Deutsche Bank Jetzt gibt es für die Deutsche Bank keine Ausreden mehr

Mit Verweis auf die alten Skandale konnte sich Deutsche-Bank-Chef Cryan zuletzt vor Entscheidungen drücken

(Foto: dpa)

Für schmuddelige Geschäfte in Russland zahlt das Institut 600 Millionen Dollar Strafe. Nun kommt es auf Deutsche-Bank-Chef John Cryan an.

Kommentar von Meike Schreiber

Wer im vergangenen Herbst auf die schnelle Pleite der Deutschen Bank gewettet hatte, lag daneben. Seither hat sich nicht nur der Aktienkurs von Deutschlands größtem Geldhaus deutlich erholt. Seither hat Deutsche-Bank-Chef John Cryan auch die beiden für die Bank gefährlichsten Rechtsrisiken abgearbeitet. Kurz vor Weihnachten einigte er sich mit den amerikanischen Behörden auf eine Strafe von 7,2 Milliarden Dollar für windige Hypothekengeschäfte aus der Zeit vor der Finanzkrise. Und nun konnte der Brite auch noch die sogenannte Russland-Affäre weitgehend hinter sich bringen: Sein Institut zahlt dafür rund 630 Millionen Dollar.

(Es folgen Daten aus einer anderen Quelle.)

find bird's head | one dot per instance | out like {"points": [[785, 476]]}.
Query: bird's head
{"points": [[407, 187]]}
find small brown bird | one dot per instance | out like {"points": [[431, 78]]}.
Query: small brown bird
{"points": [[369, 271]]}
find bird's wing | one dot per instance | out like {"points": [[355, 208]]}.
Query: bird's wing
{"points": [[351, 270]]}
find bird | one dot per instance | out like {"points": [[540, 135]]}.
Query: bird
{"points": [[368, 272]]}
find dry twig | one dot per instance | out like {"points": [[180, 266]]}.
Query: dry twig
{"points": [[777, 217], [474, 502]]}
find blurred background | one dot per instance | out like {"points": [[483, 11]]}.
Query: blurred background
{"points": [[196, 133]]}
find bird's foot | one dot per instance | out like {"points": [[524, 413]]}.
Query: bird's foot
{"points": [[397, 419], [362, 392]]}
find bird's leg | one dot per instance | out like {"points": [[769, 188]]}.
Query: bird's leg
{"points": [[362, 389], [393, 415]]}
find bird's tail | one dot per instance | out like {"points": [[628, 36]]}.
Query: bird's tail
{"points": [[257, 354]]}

Die Nachricht ist eine große Erleichterung für die Bank. Schließlich hatte es die Russland-Sache in sich. Es ging um einen Geldwäsche-Verdacht im Umfang von rund zehn Milliarden Dollar - und sogar um mutmaßliche Verstöße gegen US-Sanktionen. Weil es wenig vergleichbare Fälle gibt, galt der Fall als unkalkulierbar. Im Raum standen Strafsummen von wenigen Hundert Millionen bis mehrere Milliarden Euro.

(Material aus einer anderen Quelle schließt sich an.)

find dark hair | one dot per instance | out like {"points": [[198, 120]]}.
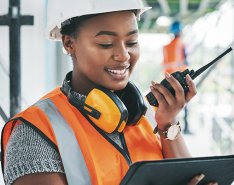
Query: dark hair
{"points": [[71, 26]]}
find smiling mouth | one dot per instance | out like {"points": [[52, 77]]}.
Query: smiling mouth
{"points": [[119, 72]]}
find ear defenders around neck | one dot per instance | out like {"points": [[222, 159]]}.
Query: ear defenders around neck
{"points": [[109, 111]]}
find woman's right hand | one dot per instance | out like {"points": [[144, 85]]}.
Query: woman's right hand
{"points": [[195, 180]]}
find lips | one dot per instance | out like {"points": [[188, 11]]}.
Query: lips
{"points": [[118, 72]]}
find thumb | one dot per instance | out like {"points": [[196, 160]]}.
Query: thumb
{"points": [[195, 180]]}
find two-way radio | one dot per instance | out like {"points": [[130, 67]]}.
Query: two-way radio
{"points": [[180, 76]]}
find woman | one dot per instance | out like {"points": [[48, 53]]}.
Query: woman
{"points": [[104, 49]]}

Am Ende wurden es immer noch enorme 630 Millionen Dollar. Ein Teil davon geht an die britischen Behörden, der Rest an die amerikanischen. Weil noch nicht alle Untersuchungen dazu abgeschlossen sind, könnte die Summe noch steigen. Die größte Unsicherheit aber ist nun erst einmal vorbei. Deswegen waren die Aktien der Bank am Vormittag die größten Gewinner im deutschen Leitindex Dax.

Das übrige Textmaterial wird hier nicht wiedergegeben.